Não olhe para cima

Ficha técnica


País


Sinopse

Uma dupla de astrônomos descobre que um cometa irá se chocar com a Terra, acabando com a vida no planeta. Quando tentam alertar a humanidade, eles recebem as reações mais estranhas, do negacionismo ao desespero.


Nota Cineweb

PéssimoRuimRegularBomÓtimo


Crítica Cineweb

27/12/2021

Não é nada difícil para o público – especialmente o brasileiro – identificar figuras reais nas personagens de Não Olhe Para Cima. Dos políticos de extrema-direita aos cientistas que ninguém ouve, passando por negacionistas e uma mídia manipuladora e superficial. Estão todos em cena na comédia satírica escrita e dirigida por Adam McKay (Vice). Nela, um cometa gigante se aproxima da Terra. Sua colisão acabará com a vida no planeta, mas nem todo mundo leva isso a sério – na verdade, a maior parte da humanidade duvida da existência de tal corpo celeste, outra boa parte diz estar feliz pelas oportunidades econômicas que o desastre pode trazer.
 
Sátira é um campo minado que depende de referências. O público precisa, antes de mais nada, saber o que e/ou quem está sendo satirizado, e aqui é bem fácil de perceber isso - McKay sabe exatamente com o que e para quem está jogando. Ele faz a alegria da arquibancada ridicularizando uma presidente direitista (Meryl Streep) ou colocando como mártires uma dupla de astrônomos (Leonardo DiCaprio e Jennifer Lawrence). Há também o filho imbecilizado da governante (Jonah Hill) e uma dupla de apresentadores (Cate Blanchett e Tyler Perry) de um talk show matinal, idiotizados para um público semelhante a eles.
 
Como transformar em sátira figuras que são ridículas por natureza?
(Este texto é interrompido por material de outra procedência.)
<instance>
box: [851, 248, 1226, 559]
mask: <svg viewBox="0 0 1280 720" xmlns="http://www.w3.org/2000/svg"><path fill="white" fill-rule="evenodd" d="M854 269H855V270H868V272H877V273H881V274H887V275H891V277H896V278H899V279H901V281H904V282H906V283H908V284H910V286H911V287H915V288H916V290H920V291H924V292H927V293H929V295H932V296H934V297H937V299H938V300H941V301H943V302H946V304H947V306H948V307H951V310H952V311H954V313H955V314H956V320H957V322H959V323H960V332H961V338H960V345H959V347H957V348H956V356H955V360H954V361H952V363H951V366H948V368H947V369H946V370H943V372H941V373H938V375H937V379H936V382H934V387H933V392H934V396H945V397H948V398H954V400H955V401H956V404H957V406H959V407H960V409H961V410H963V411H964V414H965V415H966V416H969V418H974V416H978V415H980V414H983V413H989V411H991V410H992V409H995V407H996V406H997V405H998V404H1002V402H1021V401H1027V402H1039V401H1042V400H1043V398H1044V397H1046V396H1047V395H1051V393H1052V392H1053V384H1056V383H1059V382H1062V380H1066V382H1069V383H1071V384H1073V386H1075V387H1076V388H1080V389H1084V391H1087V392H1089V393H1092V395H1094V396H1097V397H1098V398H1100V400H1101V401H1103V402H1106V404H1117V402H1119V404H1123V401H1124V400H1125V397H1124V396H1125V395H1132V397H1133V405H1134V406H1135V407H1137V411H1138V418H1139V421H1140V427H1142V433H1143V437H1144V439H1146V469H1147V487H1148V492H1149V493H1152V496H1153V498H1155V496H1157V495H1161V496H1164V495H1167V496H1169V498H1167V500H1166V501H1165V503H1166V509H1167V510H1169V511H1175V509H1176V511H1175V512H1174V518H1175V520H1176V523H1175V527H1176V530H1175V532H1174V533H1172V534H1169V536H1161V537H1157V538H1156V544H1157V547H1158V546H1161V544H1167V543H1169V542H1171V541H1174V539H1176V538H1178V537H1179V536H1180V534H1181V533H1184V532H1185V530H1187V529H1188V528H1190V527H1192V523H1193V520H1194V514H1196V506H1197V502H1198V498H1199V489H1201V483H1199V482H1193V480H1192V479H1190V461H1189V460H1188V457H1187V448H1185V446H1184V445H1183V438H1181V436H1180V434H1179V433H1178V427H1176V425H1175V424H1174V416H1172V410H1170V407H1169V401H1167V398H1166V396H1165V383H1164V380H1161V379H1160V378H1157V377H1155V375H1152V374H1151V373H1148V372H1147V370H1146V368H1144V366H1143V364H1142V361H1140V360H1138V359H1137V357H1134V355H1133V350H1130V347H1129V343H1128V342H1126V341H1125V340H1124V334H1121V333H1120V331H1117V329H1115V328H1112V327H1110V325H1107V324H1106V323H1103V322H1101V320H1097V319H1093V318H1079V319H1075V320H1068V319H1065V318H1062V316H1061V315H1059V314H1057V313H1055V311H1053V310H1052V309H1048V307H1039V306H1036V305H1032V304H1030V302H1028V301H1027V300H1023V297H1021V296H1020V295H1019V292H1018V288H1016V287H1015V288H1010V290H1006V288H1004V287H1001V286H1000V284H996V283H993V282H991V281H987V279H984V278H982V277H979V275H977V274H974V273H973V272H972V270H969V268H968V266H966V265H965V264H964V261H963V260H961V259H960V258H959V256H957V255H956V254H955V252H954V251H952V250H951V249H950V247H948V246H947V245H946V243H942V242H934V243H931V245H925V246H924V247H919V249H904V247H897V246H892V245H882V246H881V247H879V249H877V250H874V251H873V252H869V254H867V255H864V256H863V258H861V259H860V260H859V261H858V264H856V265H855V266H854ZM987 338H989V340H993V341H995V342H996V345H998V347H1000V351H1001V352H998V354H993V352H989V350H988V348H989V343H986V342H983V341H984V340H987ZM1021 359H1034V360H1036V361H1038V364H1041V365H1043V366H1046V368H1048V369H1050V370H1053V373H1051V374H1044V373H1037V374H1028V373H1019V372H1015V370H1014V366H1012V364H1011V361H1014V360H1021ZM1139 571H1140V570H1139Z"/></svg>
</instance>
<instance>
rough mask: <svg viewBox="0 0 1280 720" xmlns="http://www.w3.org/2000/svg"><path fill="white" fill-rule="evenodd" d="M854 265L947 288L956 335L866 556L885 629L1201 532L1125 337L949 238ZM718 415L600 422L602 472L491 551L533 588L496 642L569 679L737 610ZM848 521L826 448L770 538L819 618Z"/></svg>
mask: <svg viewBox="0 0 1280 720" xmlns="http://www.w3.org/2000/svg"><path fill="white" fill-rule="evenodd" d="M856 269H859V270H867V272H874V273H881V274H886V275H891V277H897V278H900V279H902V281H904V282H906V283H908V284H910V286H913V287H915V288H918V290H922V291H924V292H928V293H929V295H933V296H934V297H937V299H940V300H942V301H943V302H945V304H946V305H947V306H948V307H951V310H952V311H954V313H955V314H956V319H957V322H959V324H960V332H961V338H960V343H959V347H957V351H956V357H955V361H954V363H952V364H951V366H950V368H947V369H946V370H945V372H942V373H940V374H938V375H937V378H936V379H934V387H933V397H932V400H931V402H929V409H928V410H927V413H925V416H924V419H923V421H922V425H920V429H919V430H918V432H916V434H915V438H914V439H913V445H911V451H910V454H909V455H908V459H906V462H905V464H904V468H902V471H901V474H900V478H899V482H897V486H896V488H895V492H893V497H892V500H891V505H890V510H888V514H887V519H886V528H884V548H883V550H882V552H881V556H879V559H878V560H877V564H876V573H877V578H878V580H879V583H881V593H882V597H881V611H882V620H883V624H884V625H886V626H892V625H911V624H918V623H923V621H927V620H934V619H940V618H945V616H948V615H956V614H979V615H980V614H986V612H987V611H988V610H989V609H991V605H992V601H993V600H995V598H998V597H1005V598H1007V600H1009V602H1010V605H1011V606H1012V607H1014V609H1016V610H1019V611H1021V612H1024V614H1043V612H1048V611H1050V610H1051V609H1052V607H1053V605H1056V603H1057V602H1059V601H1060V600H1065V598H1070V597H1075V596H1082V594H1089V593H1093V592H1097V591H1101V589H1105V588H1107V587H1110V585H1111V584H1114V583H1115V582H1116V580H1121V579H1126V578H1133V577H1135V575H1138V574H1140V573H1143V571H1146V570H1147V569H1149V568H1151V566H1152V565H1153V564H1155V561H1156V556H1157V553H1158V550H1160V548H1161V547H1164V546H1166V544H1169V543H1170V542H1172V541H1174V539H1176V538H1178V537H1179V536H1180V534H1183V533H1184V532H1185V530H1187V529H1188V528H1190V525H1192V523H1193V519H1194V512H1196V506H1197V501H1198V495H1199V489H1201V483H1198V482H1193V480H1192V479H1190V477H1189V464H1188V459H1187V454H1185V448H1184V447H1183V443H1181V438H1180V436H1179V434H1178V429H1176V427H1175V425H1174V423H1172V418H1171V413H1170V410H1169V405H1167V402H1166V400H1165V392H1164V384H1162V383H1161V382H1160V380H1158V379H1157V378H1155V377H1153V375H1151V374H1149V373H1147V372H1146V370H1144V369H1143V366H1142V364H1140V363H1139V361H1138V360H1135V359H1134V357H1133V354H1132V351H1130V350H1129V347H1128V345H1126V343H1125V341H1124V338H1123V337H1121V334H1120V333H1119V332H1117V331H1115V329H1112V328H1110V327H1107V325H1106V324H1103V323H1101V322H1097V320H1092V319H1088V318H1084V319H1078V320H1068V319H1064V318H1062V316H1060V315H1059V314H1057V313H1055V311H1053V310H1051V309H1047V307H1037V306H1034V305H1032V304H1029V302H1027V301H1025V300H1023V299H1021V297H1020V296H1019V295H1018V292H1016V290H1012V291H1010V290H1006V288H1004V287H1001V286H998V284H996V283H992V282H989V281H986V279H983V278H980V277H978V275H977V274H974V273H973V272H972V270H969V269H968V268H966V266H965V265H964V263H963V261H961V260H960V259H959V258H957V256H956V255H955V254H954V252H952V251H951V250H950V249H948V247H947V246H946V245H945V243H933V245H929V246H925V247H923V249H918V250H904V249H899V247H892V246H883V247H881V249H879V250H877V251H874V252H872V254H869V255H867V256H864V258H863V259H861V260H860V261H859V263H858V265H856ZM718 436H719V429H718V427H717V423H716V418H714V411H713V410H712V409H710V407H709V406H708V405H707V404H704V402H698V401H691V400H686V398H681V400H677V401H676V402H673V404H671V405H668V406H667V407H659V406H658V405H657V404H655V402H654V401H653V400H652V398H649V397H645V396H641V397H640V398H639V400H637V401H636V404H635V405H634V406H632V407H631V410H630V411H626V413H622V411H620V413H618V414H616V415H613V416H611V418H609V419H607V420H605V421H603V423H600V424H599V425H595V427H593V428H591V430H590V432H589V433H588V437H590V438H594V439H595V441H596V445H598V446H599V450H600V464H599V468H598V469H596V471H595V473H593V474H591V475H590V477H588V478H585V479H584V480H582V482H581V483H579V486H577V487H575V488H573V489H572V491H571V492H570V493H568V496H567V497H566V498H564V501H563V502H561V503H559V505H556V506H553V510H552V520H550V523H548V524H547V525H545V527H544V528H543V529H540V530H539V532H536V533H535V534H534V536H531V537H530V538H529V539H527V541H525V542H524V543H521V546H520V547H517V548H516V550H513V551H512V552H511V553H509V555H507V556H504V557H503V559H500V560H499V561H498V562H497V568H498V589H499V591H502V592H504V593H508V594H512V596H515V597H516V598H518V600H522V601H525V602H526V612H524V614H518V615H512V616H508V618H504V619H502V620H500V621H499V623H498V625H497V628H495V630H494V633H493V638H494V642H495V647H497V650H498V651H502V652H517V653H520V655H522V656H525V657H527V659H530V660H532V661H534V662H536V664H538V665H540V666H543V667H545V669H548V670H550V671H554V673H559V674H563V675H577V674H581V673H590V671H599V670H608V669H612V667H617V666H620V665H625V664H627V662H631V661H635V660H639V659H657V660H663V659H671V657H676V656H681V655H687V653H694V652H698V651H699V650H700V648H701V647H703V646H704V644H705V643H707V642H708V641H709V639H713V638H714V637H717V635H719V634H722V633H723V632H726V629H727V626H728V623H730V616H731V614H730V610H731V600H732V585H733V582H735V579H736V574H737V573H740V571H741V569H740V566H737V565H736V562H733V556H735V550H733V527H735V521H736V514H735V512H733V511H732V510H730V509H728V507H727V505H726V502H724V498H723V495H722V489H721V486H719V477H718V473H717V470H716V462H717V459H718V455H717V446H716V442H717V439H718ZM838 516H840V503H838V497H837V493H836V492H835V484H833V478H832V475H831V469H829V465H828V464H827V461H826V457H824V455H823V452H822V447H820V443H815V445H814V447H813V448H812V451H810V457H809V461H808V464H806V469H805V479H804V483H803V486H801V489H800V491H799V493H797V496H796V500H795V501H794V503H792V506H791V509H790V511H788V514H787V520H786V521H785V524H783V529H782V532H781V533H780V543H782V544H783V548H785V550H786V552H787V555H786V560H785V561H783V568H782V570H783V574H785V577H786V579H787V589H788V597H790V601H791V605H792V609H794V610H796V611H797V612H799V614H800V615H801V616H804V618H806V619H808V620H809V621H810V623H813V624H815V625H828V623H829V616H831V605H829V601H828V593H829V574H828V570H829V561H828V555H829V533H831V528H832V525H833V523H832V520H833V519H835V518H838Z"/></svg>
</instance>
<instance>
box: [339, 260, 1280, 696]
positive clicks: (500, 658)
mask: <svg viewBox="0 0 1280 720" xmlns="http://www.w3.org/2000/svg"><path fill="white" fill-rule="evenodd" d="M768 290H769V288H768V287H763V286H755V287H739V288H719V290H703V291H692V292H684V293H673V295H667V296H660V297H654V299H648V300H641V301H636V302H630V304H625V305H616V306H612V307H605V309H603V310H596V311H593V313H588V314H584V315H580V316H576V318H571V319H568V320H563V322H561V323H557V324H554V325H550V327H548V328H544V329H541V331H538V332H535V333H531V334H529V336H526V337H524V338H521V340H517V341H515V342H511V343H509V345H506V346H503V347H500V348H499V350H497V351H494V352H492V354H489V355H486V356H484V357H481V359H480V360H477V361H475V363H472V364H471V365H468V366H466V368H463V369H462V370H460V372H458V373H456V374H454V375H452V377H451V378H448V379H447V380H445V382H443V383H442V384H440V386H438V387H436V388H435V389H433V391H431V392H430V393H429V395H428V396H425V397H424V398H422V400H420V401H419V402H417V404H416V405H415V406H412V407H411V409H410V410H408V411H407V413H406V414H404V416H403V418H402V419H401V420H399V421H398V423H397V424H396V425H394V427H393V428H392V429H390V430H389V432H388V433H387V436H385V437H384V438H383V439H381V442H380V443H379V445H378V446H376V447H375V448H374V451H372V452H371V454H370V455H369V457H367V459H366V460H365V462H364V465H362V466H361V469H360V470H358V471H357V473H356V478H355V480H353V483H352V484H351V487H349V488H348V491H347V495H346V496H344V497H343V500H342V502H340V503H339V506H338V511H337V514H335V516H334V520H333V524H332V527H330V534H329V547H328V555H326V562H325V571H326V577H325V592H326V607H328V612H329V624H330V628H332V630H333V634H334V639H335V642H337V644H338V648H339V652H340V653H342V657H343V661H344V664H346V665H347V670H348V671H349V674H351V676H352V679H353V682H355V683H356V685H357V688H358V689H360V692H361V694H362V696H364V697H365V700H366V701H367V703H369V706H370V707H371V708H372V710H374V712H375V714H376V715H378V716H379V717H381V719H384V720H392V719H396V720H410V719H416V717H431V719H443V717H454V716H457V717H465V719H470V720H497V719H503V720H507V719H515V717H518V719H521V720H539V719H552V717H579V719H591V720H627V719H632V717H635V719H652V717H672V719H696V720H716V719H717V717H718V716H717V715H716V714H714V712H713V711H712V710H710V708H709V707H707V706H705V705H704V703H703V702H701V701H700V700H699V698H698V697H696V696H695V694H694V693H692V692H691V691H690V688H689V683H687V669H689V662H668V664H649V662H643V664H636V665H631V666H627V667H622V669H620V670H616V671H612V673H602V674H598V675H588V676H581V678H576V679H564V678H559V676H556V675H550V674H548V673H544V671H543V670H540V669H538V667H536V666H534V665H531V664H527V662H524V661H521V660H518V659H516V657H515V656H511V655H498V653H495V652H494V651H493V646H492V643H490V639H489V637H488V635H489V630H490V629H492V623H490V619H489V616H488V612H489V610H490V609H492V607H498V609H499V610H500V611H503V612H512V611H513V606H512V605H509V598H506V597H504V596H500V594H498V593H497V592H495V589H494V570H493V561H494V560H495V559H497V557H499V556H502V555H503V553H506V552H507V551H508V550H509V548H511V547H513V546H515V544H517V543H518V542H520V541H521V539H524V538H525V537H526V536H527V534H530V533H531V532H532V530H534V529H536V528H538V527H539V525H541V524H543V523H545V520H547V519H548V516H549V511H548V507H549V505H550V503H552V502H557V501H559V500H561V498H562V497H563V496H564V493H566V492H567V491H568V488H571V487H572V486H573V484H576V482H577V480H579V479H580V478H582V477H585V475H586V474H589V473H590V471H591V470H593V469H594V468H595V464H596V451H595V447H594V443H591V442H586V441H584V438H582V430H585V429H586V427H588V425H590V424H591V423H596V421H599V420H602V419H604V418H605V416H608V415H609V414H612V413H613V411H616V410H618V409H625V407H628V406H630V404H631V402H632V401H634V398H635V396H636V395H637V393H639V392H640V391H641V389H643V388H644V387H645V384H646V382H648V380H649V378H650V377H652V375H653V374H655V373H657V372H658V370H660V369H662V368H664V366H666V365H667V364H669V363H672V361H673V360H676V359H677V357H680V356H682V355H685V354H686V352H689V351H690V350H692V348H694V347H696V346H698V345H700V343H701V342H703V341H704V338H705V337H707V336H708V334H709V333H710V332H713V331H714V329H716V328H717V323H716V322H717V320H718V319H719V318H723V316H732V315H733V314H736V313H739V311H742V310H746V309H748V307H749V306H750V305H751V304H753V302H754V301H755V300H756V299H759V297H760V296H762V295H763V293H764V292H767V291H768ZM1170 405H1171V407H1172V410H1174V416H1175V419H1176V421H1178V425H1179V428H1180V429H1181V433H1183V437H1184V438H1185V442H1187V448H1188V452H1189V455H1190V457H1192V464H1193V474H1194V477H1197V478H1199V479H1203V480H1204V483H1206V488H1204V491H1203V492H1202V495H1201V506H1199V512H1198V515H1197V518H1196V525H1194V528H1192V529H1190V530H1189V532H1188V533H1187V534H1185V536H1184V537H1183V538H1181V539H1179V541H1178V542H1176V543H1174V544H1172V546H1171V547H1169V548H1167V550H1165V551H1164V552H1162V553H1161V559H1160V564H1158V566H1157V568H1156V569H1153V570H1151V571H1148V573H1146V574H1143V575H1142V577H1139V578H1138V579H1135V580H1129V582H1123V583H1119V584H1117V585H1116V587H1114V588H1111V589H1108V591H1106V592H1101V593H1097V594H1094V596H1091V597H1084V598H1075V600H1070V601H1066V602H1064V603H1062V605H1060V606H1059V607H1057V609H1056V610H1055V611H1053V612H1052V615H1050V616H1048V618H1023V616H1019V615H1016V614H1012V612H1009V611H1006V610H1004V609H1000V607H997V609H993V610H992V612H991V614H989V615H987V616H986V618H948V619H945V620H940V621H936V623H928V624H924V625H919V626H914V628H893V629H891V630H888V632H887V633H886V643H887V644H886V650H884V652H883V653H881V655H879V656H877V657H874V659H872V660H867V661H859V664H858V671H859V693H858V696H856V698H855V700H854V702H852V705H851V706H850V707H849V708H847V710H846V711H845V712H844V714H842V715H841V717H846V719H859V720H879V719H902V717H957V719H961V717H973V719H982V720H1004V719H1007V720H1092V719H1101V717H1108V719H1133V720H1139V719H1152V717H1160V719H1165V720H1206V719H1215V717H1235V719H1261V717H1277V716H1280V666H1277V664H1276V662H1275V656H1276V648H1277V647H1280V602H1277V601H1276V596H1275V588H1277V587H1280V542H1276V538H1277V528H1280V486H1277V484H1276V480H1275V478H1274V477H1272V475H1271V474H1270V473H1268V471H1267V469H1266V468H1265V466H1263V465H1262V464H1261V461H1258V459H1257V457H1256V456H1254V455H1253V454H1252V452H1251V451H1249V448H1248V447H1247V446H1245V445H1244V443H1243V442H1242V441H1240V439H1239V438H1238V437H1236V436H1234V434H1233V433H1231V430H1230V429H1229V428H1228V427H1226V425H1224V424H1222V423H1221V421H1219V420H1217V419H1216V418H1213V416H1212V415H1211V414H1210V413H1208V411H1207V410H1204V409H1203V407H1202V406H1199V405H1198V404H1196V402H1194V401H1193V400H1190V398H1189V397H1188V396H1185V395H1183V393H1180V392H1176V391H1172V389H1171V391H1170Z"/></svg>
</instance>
A resposta não está em Não Olhe Para Cima que, como cinema, vale-se de todo os subterfúgios que McKay já havia utilizado em seus filmes anteriores, como um falatório sem fim e cortes rápidos. Mostra-se, assim, pobre em suas escolhas formais, optando pela metralhadora giratória verbal sem dar chance para seu público pensar. Não que seja destituído de bons momentos ou engraçados – mas são bem menos do que o diretor imagina estar proporcionando.
 
Não olhe para cima está dizendo que boa parte da humanidade é incapaz de pensar mesmo que sua vida, literalmente, dependa disso, e que tudo se tornou espetáculo. O sociólogo francês Jean Baudrillard já havia dito isso, e de maneira bem melhor, meio século atrás. No programa de televisão, por exemplo, o Dr. Mindy (DiCaprio) sai-se bem melhor do que sua orientanda, Dibiasky (Lawrence), por pura sorte, ao jogar o jogo que o público televisivo quer, ao contrário da jovem, que surta em rede nacional – levando a destruição do planeta a sério – e se torna um meme.
 
Há também um empreendedor robótico – encarnado com gosto e picardia por Mark Rylance – que se torna o principal doador da missão planejada pela presidenta para destruir o cometa. Na verdade, obviamente, tudo é feito em vista o eleitorado e os consumidores. Mas morto não vota nem compra, então é preciso salvar a humanidade pelo bem da política e da economia.
 
Não é exagero pensar que McKay mirou numa sátira absurda e maluca ao nível de Dr. Fantástico, mas Kubrick, obviamente, ele não é. Aqui, o diretor quer sempre estar um passo à frente do público, bancando o sabichão. Fosse um filme feito dois anos atrás, Não olhe para cima teria outro efeito. Neste momento, talvez já estamos todos cansados dos personagens e das situações no filme. Todo o cinismo de butique aqui talvez também esteja enfraquecido, pois, com altos e baixos, houve um objetivo em comum nesses últimos anos, e, apesar das provações políticas, sociais, econômicas e científicas, surgiram vacinas num tempo recorde.